If you know Haskell, you are familiar with the following expressions
Several of the above expressions produce infinite lists. For those of you who are used to mainstream programming voices may be confused as to how the concept of infinity can be expressed inside a finite amount of memory. The main reason is that Haskell is a language that uses an inert evaluation strategy by default, and the part that is not used is just an expression inside the memory and does not really do the computation.
If we just look at the above expressions, many of you may say that it doesn’t feel like there’s anything magical about it, and it doesn’t seem to do anything. Let’s look at the following code again.
The fibonacci
series in Haskell.
|
|
Here fibonacci
itself is an inert structure, so in the calculation, it will first count the two 1
s in front of the list, to get 1 : 1...
, and then how to express the fib(n) = fib(n - 1) + fib(n - 2)
property of fibonacci
? We can notice that n - 1
and n - 2
are exactly one place apart in the series, so n
can be seen as the result of the sum of the wrong places in the series.

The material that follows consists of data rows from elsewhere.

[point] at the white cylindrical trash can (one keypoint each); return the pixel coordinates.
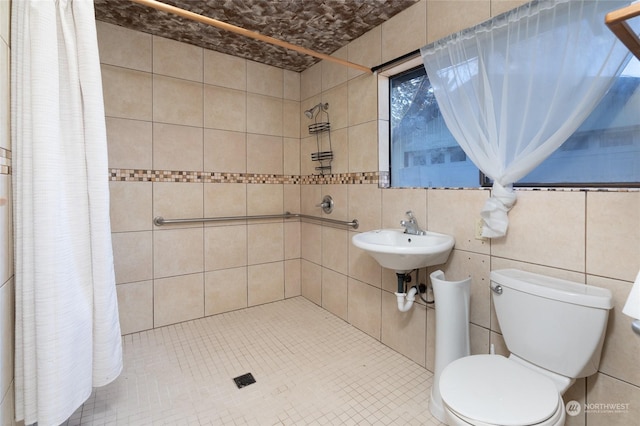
(452, 300)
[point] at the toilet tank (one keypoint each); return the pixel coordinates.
(555, 324)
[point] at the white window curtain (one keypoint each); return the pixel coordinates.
(513, 89)
(67, 331)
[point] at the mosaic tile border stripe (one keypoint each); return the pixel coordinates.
(141, 175)
(378, 178)
(5, 161)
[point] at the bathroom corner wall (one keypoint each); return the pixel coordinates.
(570, 234)
(7, 287)
(194, 133)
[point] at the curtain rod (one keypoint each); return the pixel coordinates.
(242, 31)
(616, 21)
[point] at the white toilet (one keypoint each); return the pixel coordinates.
(554, 330)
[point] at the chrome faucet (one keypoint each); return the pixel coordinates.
(411, 225)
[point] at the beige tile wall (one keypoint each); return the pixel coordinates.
(248, 118)
(178, 108)
(7, 291)
(566, 234)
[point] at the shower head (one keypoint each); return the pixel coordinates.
(312, 111)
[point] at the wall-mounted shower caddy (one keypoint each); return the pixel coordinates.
(320, 127)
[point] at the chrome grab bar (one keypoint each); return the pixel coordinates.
(159, 220)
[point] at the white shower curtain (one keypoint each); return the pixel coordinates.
(67, 330)
(512, 90)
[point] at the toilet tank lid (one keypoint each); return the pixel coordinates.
(554, 288)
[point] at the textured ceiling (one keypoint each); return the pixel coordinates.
(321, 25)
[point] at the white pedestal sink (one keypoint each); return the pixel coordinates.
(393, 249)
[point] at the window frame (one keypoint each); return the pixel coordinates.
(410, 62)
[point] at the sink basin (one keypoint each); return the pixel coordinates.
(393, 249)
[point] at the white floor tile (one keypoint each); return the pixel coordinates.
(310, 367)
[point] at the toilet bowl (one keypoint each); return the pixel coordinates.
(489, 390)
(540, 317)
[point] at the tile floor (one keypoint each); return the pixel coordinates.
(310, 367)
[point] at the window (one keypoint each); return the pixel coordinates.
(604, 151)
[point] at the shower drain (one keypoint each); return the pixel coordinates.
(244, 380)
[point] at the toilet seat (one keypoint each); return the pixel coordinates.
(491, 389)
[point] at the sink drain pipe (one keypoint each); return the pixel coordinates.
(405, 300)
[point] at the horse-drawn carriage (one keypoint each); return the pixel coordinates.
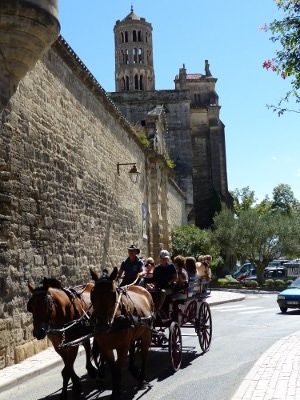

Let’s look at a sieve method for finding prime numbers. If you are not familiar with the sieve method, you can click wiki
to see how the algorithm works. The following code is a simple implementation of Haskell
.
So, Why Lazy?
Inert lists make the code and structure more flexible for certain list operations of indefinite length. To use the primes
list as an example, in a traditional C or Java implementation, we would have to declare a maximum length or a maximum range of values, such as prime numbers up to 10000. If the later calculation is to use more than this range, we will have to re-call the generation function to regenerate a longer list. The problem here is: first, to actively call this factory function, and second, to manually maintain a cache list if we want to reuse the already computed data, which inevitably increases the complexity of the code. Another possible scenario is that we pre-generate a very long list and only use a drop of data from the head of the list in the later calculations, which is also a great waste.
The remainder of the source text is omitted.